* Building images (go through all steps from debian-cloud-image repo commit to publishing it)

Buster - quite unified, consistent, built on Salsa CI

Salsa coordinates, Casulana is used as runner
Salsa is nice, we have logs, it's standard GitLab so people (should) know it

gitlab-ci.yml
creates VM, installs FAI packges,
Makefile calls Python buildscript
wrapper around options, mostly for disk size, list of classes
Result - artifacts (files), uploaded to ?
Upload is part of CI process
offline-Testing is part of FAI process using pytest (hooks/test.CLOUD)
It tests what is in image, but does not run image

Upload to cloud providers, and also to petterson.d.o
cloud.d.o - points to petterson.d.o (physical machine on which it's hosted)

Logs - are only in Salsa
Publicly readable
[TODO]: we should host relevant logs (and manifests?) also to cloud.d.o

OpenStack: sources file
tar of all source files - but without all build-dependencies.
We have snapshots, and we could provide information (and documentation)
how to rebuild exact image from those files (documentation)
Maybe more detailed logs would be useful (with list of all installed packages
and their exact versions).
We have this for binary packages (manifest) - all information about built image
It means that we can rebuilt image (with the same configuration and options)
We might need to provide equivalent command used to built particular image

Logs - inside image we have file with details (job ID, etc.)
It means that we have URL of job which was used to build it.
[TODO]: - extract this link (of job), add to manifest
If we ever need to migrate Salsa, job output might be missing
It means that we might extract logs in order to preserve them
(more long-term solution)

[TODO]: Add indication which packages are not in stable


Salsa workflow and CI setup
===========================

Noah used our tools outside of Salsa CI to build image.
Good test of building

Need to provide new classes
Overlay - to integrate config with other one

Goal - people can build images by themselves
it's easy to add new classes to FAI, but our Python script does not
allow for that (not so easily)

For now people use FAI without Makefile/Python script
[TODO]: add to documentation (readme.md) how to call FAI without help of our scripts


Live testing of images on cloud providers' infrastructure
=========================================================

We should do that.
Long time to have image registered

Metadata - static

Simple tests vs. many variants - on different HW, instance types, regions, etc
The latter 

* Thomas (zigo) set up OpenStack on Casulana - not used right now, and probably
not the best (no monitoring, etc.).
* Thomas will provide an account on a amd64 cloud which we can use for testing.
This is better, because that's a production cloud which is constantly maintained
and monitored.

* Salsa workflow is not very adapted for testing different variants of the same.
We'll need to have external tools running on a separate VM for that,
and Salsa will be coordinator.
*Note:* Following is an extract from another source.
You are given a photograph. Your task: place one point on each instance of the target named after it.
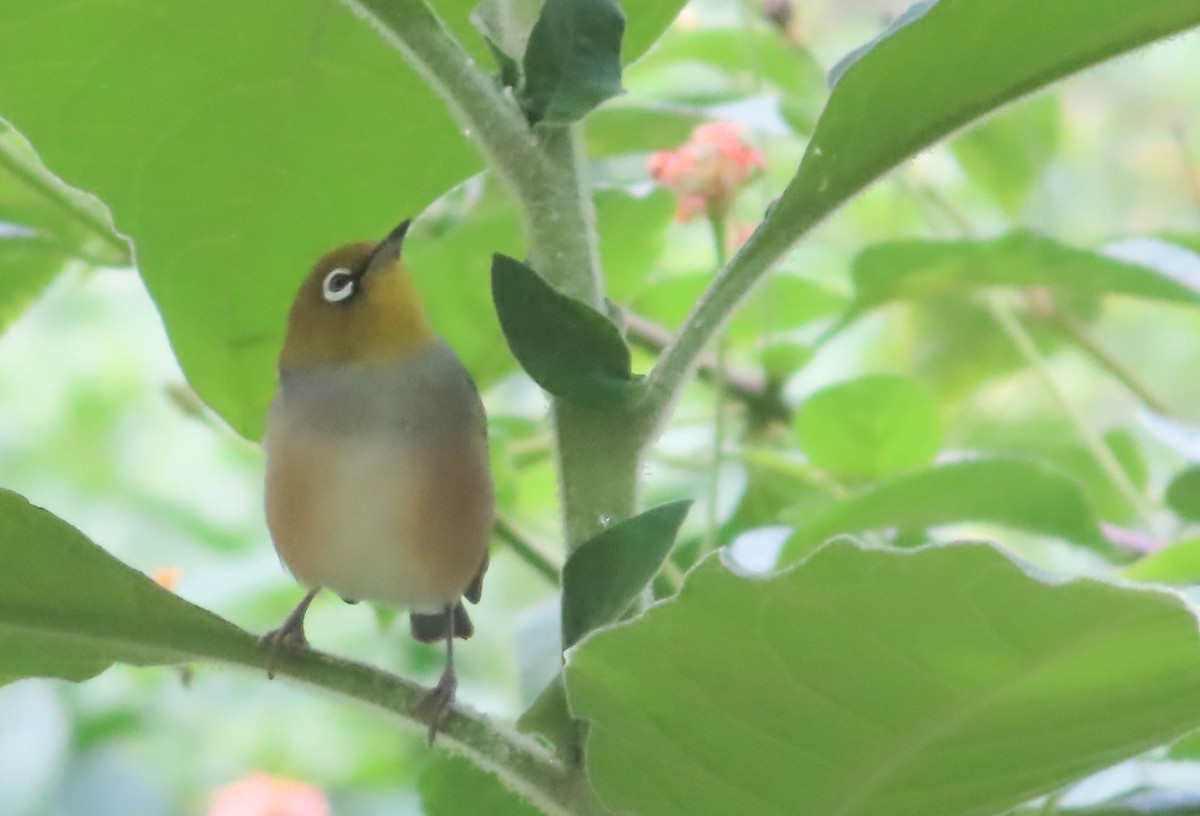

That VM will run tempest tests.

* We need to test on different architectures: amd64, arm64, ppc64el.
- We may contact Linaro (through Steve Mc. Intire?) to test on arm64.
- For ppc64el, we can contact that univ. in Brazil.
Lucas have contact to miniCloud (ppc64el - http://openpower.ic.unicamp.br/minicloud/) - he and zigo will try to contact
them and request account, request access via https://forms.gle/9Yf2RkG7ES24JURR7

Result of tests
Logs of tests - what was run, what succeeded, what failed
Not really useful for end users, but valuable for developers
Logs in separate directory on cloud.d.o (or cdimage.d.o)
It's hard to find logs in Salsa
Daisy has User Experience built in - so it should be easier to find logs there
But still - important to have them in one place, and not need to hunt for them

Google and Microsoft have own tests. For now it's internal, work on publishing
at least some of results.
CI/CD system on Kubernetes
Link to results of those tests?
How to integrate them into our workflow

AWS - distro based on RPM and their tools are tighly coupled to it
Not sure how useful it would be for us

Many dimensions
Providers
regions
architectures
hypervisors: kvm, xen, etc. (not so relevant for AWS and so on - it's internal
for them; but relevant for OpenStack)

Not forcus on all possible variants, but on most popular one

OpenStack user survey - how people are using it
Let's use it to measure popularity to decide what we support 
(https://www.openstack.org/analytics 2019 results likely to be added in 
November)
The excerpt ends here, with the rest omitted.